Attention : en cas de travaux ou voie couverte de neige ou de verglas, il est strictement interdit de rouler en interfile.

Quelles sont les règles de circulation en interfile ?

L’article 2 du décret n° 2015-1750 du 23 décembre 2015 précise les règles suivantes :

« I. - La circulation interfile se caractérise par une circulation entre les files de véhicules situées sur les deux voies, ayant le même sens de circulation, les plus à gauche d'une chaussée. Elle est possible sur les autoroutes et les routes à deux chaussées séparées par un terre-plein central et dotées d'au moins deux voies chacune, où la vitesse maximale autorisée est supérieure ou égale à 70 km/h, lorsqu'en raison de sa densité, la circulation s'y est établie en files ininterrompues sur toutes les voies autres que celles réservées, le cas échéant, à la circulation de certaines catégories particulières de véhicules ou d'usagers.

II. - La circulation interfile est autorisée à tout conducteur dont le véhicule est d'une largeur d'un mètre maximum et relève de la catégorie L3e ou L5e.


III. - La circulation interfile s'effectue dans le respect des conditions suivantes :

1° L'espacement latéral entre les véhicules circulant dans les deux voies les plus à gauche d'une chaussée est suffisant ;
2° Aucune des voies de circulation sur la chaussée n'est en travaux ou couverte de neige ou de verglas sur tout ou partie de sa surface ;
3° Avant de circuler en interfile, le conducteur avertit de son intention les autres usagers ;

4° La vitesse des véhicules en interfile est limitée à 50 km/h ;

5° Il est interdit à un véhicule en interfile de dépasser un autre véhicule en interfile ;

6° Le conducteur en interfile doit reprendre sa place dans le courant normal de la circulation, après avoir averti de son intention les autres usagers, lorsque les véhicules, sur au moins une des deux files, circulent à une vitesse supérieure à la sienne. »

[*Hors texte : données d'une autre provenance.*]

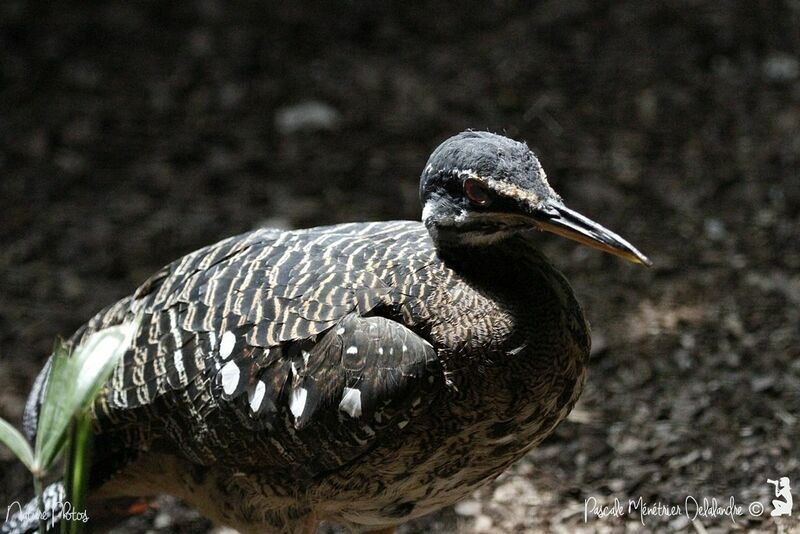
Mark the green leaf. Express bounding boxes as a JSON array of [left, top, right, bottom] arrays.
[[0, 418, 33, 471], [34, 317, 140, 472]]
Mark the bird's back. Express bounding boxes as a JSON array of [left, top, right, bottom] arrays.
[[21, 221, 588, 532]]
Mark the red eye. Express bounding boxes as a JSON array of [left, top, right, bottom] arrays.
[[464, 178, 492, 206]]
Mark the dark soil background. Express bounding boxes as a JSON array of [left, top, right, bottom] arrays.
[[0, 0, 800, 532]]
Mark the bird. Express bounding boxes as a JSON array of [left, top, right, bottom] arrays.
[[3, 130, 651, 533]]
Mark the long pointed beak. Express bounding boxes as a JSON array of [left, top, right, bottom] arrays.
[[532, 201, 653, 267]]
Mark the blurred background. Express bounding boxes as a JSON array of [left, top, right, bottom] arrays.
[[0, 0, 800, 532]]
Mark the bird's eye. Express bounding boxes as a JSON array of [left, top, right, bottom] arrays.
[[464, 178, 492, 206]]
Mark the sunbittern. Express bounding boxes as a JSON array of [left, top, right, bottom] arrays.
[[3, 131, 649, 532]]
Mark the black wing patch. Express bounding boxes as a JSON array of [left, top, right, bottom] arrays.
[[209, 313, 442, 430]]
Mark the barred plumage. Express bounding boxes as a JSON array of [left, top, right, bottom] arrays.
[[6, 132, 643, 531]]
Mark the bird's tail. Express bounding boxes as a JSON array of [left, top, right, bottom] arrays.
[[0, 481, 65, 534]]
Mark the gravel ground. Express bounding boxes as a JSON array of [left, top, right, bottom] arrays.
[[0, 0, 800, 533]]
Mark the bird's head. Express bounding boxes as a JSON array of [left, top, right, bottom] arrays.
[[420, 131, 651, 265]]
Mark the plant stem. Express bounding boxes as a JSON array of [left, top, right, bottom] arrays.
[[61, 410, 93, 534], [33, 472, 47, 534]]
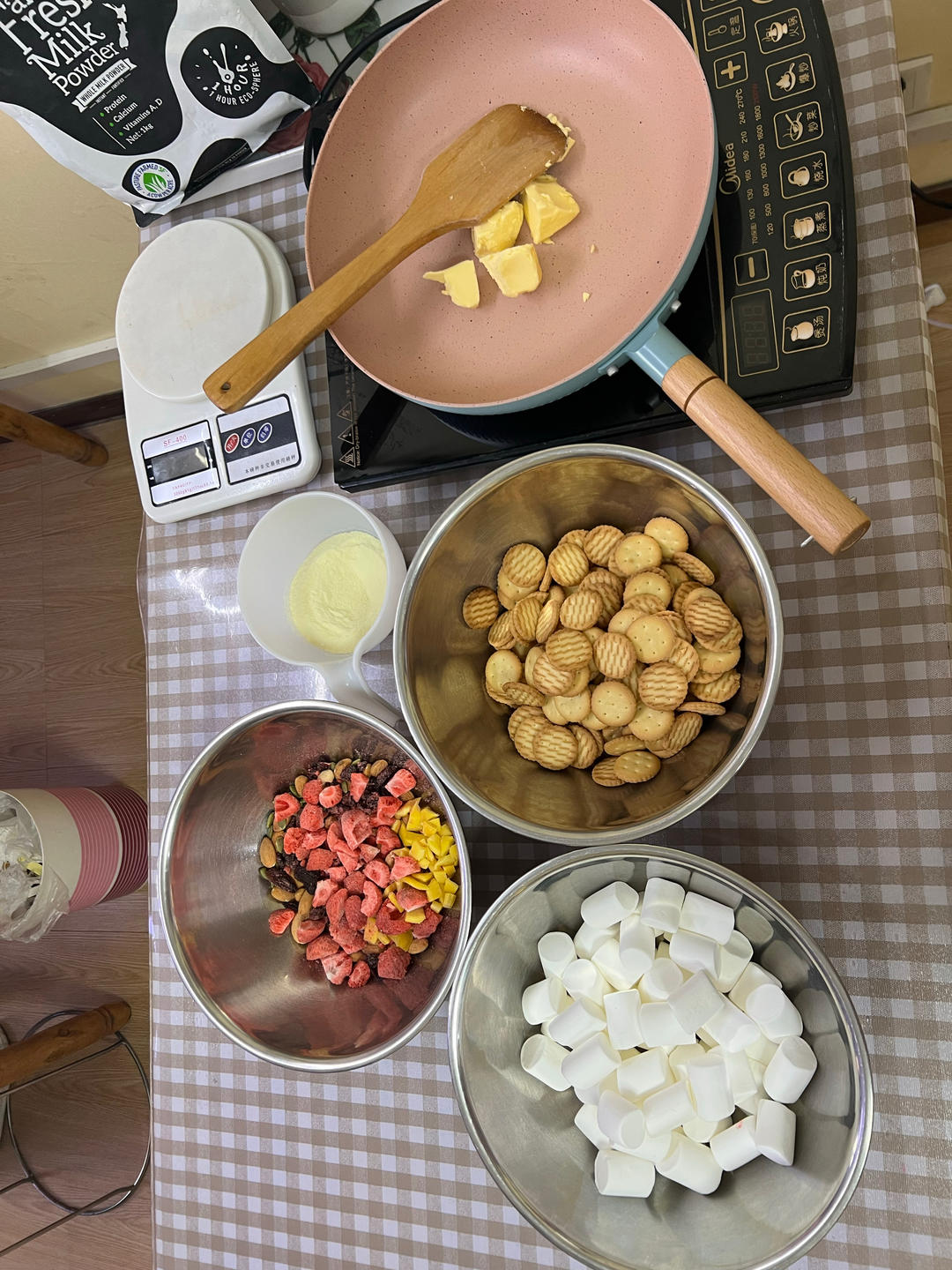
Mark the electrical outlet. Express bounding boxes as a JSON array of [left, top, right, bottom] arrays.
[[899, 56, 932, 118]]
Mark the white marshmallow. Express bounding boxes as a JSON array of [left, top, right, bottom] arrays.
[[678, 890, 733, 944], [681, 1117, 730, 1142], [618, 1049, 674, 1099], [638, 1001, 695, 1048], [562, 956, 608, 1005], [519, 1034, 571, 1091], [727, 961, 781, 1010], [754, 1099, 797, 1164], [572, 922, 618, 958], [522, 979, 565, 1025], [595, 1151, 655, 1199], [575, 1102, 612, 1151], [715, 931, 754, 992], [764, 1036, 816, 1103], [591, 940, 635, 992], [641, 878, 684, 931], [638, 958, 684, 1002], [582, 881, 638, 929], [667, 970, 726, 1044], [641, 1080, 697, 1138], [658, 1132, 721, 1195], [744, 1033, 777, 1067], [548, 1001, 606, 1046], [562, 1033, 622, 1088], [598, 1090, 645, 1149], [710, 1115, 761, 1172], [744, 983, 804, 1044], [704, 997, 761, 1054], [603, 988, 645, 1049], [669, 930, 718, 978], [618, 913, 655, 983], [688, 1054, 733, 1120], [667, 1042, 706, 1080]]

La Sécurité routière rappelle quelques recommandations et bonnes pratiques pour les motards…

  • Il faut respecter les distances de sécurité avec le motard juste devant soi ;
  • Avant de s’engager dans l’interfile, vérifier qu’aucun autre motard n’arrive à sa hauteur ;
  • Si la voie est libre, actionner le clignotant pour indiquer aux autres le changement de file ;
  • Un petit remerciement envers les autres conducteurs est très toujours apprécié.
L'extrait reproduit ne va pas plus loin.